Bitbucket Cloud website performance degraded
Incident Report for Atlassian Bitbucket
Postmortem

Summary

On February 22, 2024, between 7:22 UTC and 13:30 UTC, Atlassian customers using Bitbucket Cloud faced degradation to its website and APIs. This was caused by the vacuum process not being run frequently enough on our high-traffic database tables, which impaired the database’s ability to handle requests. This resulted in connection pools becoming saturated, response times increasing, and a ramp-up of requests timing out completely.
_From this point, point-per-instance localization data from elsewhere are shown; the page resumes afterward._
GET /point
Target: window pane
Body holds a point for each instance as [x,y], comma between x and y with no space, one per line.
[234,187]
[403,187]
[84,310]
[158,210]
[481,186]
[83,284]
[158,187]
After the database recovered at 13:30 UTC, Bitbucket Pipelines experienced build scheduling delays as it processed the backlog of jobs. Additional resources were added to Bitbucket Pipelines and the backlog was cleared in full by 17:30 UTC.

IMPACT

Customers who were impacted experienced significant delays with running Bitbucket Pipelines and increased latency when accessing the bitbucket.org website and APIs during the duration of the incident. Git requests over HTTPS and SSH were unaffected.

ROOT CAUSE

The incident was caused by an issue during the routine autovacuuming of our active database tables, which impaired its ability to serve requests. This led to slowdowns that impacted a variety of Bitbucket services, including the queuing of a large backlog of unscheduled pipelines.

REMEDIAL ACTIONS PLAN & NEXT STEPS

We know that outages impact your productivity. We are prioritizing the following improvement actions to reduce recovery time, limit impact, and avoid repeating these types of incidents in the future:

  • Reconfigure vacuuming threshold for high write activity database tables.
  • Adjust alert thresholds to proactively catch this behavior earlier and reduce potential impact.
  • Tuning autoscaling and load shedding behavior for Pipelines services and increasing build runner capacity.
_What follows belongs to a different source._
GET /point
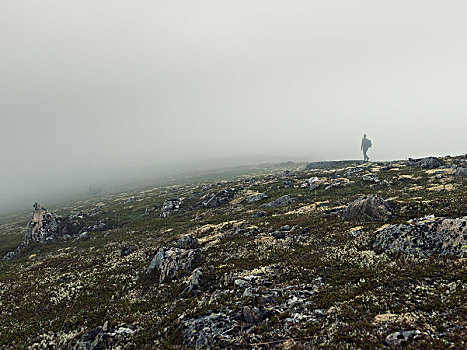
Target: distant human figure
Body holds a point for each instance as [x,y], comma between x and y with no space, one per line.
[366,143]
We apologize to customers whose services were impacted during this incident; we are taking immediate steps to improve the platform’s performance and availability.

Thanks,

Atlassian Customer Support

Posted Mar 12, 2024 - 17:58 UTC

Resolved
This incident has been resolved.
Posted Feb 22, 2024 - 13:57 UTC
Monitoring
A fix has been implemented and we are monitoring the results.
Posted Feb 22, 2024 - 13:39 UTC
Update
We are continuing to investigate the cause of the degraded performance.
Posted Feb 22, 2024 - 11:56 UTC
Update
We are continuing to investigate this issue.
Posted Feb 22, 2024 - 10:13 UTC
Update
We are continuing to investigate the cause of the degraded performance.
Posted Feb 22, 2024 - 10:08 UTC
Investigating
We are aware of an incident impacting the performance of the Bitbucket Cloud website. An update will be provided soon.
Posted Feb 22, 2024 - 08:37 UTC
This incident affected: Website, API, Webhooks, and Pipelines.